The blow will be a personal one for David Cameron, who has been close to Baroness Warsi ever since she helped him achieve the party leadership in 2005. But the woman who was once chair of the Conservative party was demoted in 2012 to minister for faith and communities and has revealed that Cameron’s private-educated allies saw her as “a brown, working-class woman… not good enough” to sit with the top brass. “Some of the bitchiest women I’ve ever met in my life are the men in politics,” she said.
Warsi has been calling for more action over the Gaza Crisis from its beginning, but since resigning, her whispers have turned into shouts. She has pushed for the prime minister to recognize a Palestinian state and stop trading arms with Israel, and has also criticized Cameron’s desire for a two-state solution. She said, “if you have a naughty child, you don’t meet its demands. You tell it to stop being naughty.”
The Liberal Democrats have now stated that they would support an arms embargo, but Warsi has claimed that they “are being quite disingenuous.” The government’s coalition partners never spoke up in support of her position whilst she was in government, she said, and “it would have been helpful if I’d had two or three Lib Dem voices giving support to me.” She argued that “the morally indefensible Gaza policy is a failing of the coalition, not just a failure of the Conservative party.”
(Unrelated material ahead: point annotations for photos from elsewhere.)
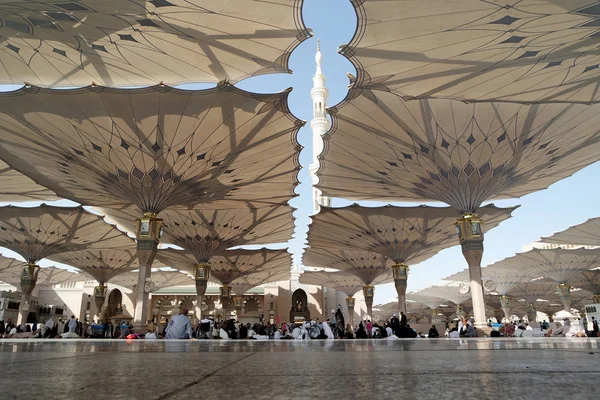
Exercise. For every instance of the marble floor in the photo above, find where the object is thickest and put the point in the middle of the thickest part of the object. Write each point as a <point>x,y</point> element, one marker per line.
<point>373,369</point>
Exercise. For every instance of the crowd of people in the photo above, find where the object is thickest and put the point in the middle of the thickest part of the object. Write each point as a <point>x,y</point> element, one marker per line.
<point>64,328</point>
<point>548,329</point>
<point>180,327</point>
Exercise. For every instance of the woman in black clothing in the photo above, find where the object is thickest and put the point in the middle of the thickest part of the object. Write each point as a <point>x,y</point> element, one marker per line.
<point>433,333</point>
<point>361,333</point>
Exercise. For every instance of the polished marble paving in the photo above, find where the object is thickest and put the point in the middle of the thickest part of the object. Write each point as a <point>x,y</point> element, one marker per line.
<point>406,369</point>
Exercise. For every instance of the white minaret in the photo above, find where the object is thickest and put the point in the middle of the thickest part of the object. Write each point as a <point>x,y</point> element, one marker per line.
<point>319,125</point>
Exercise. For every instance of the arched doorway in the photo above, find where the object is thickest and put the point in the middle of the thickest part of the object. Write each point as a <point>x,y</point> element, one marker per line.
<point>299,311</point>
<point>115,303</point>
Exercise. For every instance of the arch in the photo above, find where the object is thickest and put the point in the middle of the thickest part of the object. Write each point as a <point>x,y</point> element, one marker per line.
<point>299,301</point>
<point>251,305</point>
<point>115,303</point>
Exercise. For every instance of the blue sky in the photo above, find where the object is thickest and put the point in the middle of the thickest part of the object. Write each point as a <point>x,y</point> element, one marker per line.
<point>566,203</point>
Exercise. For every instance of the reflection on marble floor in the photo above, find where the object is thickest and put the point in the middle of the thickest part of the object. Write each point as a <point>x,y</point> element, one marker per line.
<point>420,369</point>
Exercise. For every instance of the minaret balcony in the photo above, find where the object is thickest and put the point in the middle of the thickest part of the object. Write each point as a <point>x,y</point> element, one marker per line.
<point>319,90</point>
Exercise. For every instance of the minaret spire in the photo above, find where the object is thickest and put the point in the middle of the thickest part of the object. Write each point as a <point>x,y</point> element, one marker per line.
<point>319,124</point>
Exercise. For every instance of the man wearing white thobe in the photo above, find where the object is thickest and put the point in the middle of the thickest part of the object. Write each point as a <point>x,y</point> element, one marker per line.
<point>180,326</point>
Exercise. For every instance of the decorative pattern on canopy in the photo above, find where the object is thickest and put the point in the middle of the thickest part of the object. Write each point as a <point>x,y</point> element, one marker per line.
<point>142,43</point>
<point>161,279</point>
<point>345,282</point>
<point>430,301</point>
<point>588,280</point>
<point>448,292</point>
<point>369,267</point>
<point>7,263</point>
<point>587,234</point>
<point>382,147</point>
<point>244,283</point>
<point>560,265</point>
<point>40,232</point>
<point>204,233</point>
<point>504,277</point>
<point>403,234</point>
<point>533,291</point>
<point>155,147</point>
<point>47,276</point>
<point>102,265</point>
<point>512,50</point>
<point>15,187</point>
<point>232,264</point>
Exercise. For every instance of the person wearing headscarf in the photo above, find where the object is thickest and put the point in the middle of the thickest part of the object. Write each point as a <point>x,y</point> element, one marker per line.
<point>327,331</point>
<point>433,333</point>
<point>180,326</point>
<point>340,323</point>
<point>361,333</point>
<point>72,324</point>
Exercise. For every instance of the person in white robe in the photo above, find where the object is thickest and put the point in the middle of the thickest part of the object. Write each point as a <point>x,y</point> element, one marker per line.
<point>72,324</point>
<point>327,331</point>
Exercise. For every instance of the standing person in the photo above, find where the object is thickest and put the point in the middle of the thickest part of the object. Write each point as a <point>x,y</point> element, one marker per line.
<point>9,325</point>
<point>394,324</point>
<point>403,320</point>
<point>433,333</point>
<point>49,327</point>
<point>180,326</point>
<point>72,325</point>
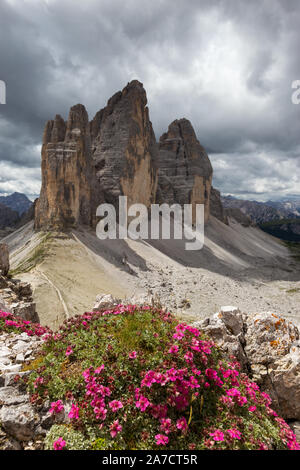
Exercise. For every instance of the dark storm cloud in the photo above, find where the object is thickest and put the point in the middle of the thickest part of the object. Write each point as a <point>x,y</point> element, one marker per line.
<point>226,65</point>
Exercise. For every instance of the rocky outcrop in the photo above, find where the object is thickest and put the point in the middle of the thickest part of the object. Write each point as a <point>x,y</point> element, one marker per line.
<point>69,191</point>
<point>22,425</point>
<point>216,206</point>
<point>124,147</point>
<point>17,202</point>
<point>268,348</point>
<point>16,298</point>
<point>4,259</point>
<point>185,172</point>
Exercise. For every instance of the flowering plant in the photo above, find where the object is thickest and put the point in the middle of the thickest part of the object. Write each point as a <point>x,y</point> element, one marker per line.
<point>135,378</point>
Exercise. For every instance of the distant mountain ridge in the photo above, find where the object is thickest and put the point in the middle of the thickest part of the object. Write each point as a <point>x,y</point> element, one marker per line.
<point>262,212</point>
<point>17,202</point>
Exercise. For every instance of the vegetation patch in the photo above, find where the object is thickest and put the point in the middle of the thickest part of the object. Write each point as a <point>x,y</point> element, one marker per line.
<point>134,378</point>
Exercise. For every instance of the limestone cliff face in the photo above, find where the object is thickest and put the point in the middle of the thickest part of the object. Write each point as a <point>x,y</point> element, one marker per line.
<point>185,172</point>
<point>68,176</point>
<point>216,206</point>
<point>124,147</point>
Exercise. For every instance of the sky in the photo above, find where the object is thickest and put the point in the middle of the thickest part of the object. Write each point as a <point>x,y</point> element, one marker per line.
<point>227,66</point>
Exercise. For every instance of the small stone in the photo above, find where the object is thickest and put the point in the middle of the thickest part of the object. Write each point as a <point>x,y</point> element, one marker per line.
<point>19,421</point>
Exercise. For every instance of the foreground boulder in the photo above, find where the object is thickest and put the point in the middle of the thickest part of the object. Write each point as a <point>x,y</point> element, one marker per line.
<point>16,298</point>
<point>267,347</point>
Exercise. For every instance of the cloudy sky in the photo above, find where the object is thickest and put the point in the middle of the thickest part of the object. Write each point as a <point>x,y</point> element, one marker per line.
<point>226,65</point>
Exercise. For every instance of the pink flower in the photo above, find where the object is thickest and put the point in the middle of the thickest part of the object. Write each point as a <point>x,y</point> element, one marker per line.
<point>252,408</point>
<point>217,435</point>
<point>69,351</point>
<point>165,425</point>
<point>132,355</point>
<point>59,444</point>
<point>99,369</point>
<point>161,440</point>
<point>115,405</point>
<point>181,424</point>
<point>234,433</point>
<point>74,413</point>
<point>56,407</point>
<point>115,428</point>
<point>142,403</point>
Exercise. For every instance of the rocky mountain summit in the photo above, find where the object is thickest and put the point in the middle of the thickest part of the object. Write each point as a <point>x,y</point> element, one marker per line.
<point>124,147</point>
<point>259,212</point>
<point>185,172</point>
<point>68,179</point>
<point>85,163</point>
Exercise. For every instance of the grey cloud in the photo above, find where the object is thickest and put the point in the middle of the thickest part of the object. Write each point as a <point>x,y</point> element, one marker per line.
<point>227,66</point>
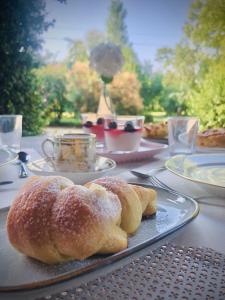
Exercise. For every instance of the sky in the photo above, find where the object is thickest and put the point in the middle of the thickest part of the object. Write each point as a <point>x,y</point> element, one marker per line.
<point>151,24</point>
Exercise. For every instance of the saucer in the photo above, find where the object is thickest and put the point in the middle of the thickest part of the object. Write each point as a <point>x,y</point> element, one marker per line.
<point>44,167</point>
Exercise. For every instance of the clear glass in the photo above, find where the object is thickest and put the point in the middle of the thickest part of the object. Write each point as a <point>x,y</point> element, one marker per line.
<point>10,132</point>
<point>71,152</point>
<point>182,134</point>
<point>121,137</point>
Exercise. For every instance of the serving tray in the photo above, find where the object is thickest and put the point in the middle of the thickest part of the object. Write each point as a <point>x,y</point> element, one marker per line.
<point>18,272</point>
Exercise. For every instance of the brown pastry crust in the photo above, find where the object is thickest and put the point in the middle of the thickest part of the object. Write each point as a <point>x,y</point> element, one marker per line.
<point>54,220</point>
<point>211,138</point>
<point>136,201</point>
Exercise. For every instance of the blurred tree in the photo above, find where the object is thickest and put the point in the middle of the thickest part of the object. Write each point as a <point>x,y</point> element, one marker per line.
<point>131,62</point>
<point>52,79</point>
<point>116,27</point>
<point>94,37</point>
<point>22,23</point>
<point>192,66</point>
<point>125,93</point>
<point>77,52</point>
<point>206,25</point>
<point>83,88</point>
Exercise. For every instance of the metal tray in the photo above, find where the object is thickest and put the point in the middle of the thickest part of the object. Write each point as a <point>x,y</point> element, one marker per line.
<point>18,272</point>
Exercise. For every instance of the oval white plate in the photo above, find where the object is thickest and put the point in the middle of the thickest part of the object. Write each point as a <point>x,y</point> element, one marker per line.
<point>43,167</point>
<point>207,169</point>
<point>145,151</point>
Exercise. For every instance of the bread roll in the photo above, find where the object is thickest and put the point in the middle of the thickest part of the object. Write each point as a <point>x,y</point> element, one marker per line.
<point>54,220</point>
<point>135,200</point>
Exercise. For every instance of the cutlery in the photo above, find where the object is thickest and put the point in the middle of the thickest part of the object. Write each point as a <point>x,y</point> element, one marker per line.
<point>23,158</point>
<point>5,182</point>
<point>155,181</point>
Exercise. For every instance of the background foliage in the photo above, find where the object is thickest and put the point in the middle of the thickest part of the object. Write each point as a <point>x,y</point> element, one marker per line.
<point>192,80</point>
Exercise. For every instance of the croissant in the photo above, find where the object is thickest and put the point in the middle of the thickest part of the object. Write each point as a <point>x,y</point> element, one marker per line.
<point>136,201</point>
<point>53,220</point>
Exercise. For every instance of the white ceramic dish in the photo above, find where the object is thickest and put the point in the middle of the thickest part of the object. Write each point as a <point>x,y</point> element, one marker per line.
<point>43,167</point>
<point>146,150</point>
<point>210,149</point>
<point>207,169</point>
<point>7,156</point>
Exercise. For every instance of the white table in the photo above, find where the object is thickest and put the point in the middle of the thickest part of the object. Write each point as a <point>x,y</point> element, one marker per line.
<point>206,230</point>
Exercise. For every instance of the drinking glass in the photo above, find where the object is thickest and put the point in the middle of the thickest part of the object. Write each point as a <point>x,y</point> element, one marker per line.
<point>182,133</point>
<point>71,152</point>
<point>10,132</point>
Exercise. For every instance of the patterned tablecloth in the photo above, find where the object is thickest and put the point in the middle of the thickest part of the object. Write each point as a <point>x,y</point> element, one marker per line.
<point>170,272</point>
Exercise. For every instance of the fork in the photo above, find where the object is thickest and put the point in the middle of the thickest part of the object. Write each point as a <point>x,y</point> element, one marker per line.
<point>156,182</point>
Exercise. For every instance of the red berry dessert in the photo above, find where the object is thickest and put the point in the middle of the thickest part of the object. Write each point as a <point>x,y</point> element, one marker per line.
<point>97,129</point>
<point>123,136</point>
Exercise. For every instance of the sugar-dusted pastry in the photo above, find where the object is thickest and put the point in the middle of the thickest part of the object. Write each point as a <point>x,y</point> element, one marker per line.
<point>212,138</point>
<point>54,220</point>
<point>136,201</point>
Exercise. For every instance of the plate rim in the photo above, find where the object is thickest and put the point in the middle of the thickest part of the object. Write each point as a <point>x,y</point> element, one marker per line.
<point>161,147</point>
<point>77,173</point>
<point>190,178</point>
<point>12,157</point>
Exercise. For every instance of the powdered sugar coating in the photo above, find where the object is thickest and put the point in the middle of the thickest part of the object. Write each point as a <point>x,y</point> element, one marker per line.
<point>52,219</point>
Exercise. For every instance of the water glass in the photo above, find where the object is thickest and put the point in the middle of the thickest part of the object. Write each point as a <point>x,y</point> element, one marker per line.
<point>182,134</point>
<point>10,131</point>
<point>71,152</point>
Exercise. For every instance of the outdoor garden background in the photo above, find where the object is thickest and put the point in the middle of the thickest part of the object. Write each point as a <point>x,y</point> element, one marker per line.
<point>192,81</point>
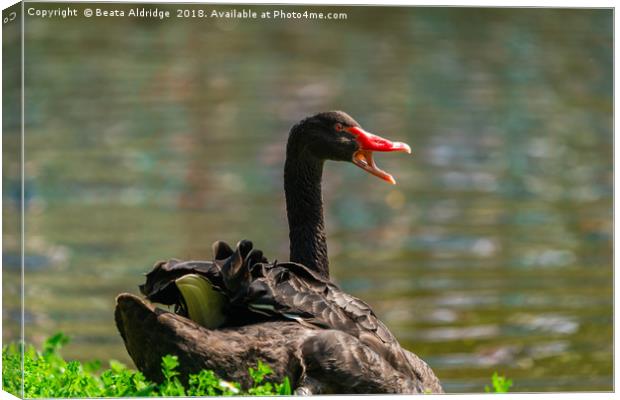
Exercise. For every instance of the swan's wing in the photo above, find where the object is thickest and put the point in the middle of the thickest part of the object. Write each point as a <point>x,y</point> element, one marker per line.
<point>292,291</point>
<point>159,286</point>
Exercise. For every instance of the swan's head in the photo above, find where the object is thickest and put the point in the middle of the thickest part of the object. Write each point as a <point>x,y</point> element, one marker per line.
<point>334,135</point>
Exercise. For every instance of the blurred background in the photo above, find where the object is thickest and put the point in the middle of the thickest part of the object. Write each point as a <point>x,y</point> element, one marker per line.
<point>149,139</point>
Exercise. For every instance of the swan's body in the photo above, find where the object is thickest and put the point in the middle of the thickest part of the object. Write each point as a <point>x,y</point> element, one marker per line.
<point>334,342</point>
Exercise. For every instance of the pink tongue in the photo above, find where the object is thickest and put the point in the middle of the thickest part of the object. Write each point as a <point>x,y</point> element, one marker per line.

But she has saved her greatest criticism for Cameron’s inner circle. Chancellor George Osbourne and Michael Gove, the former education secretary demoted to chief party whip, “are very, very close to the Israeli government and the Israeli leadership. What is the point of having that strong relationship if you can’t use it to move them to a position which is in their interests and our interests?”
Criticism for Cameron’s position has come from outside his party too, with the Labour leader Ed Miliband saying that the government needs to “send a much clearer message.” Miliband has also called on Cameron to acknowledge that the Israeli approach to the Crisis is “unjustifiable.” Meanwhile, BBC World Service has released a poll suggesting that 72% of Brits see Israel in a negative light.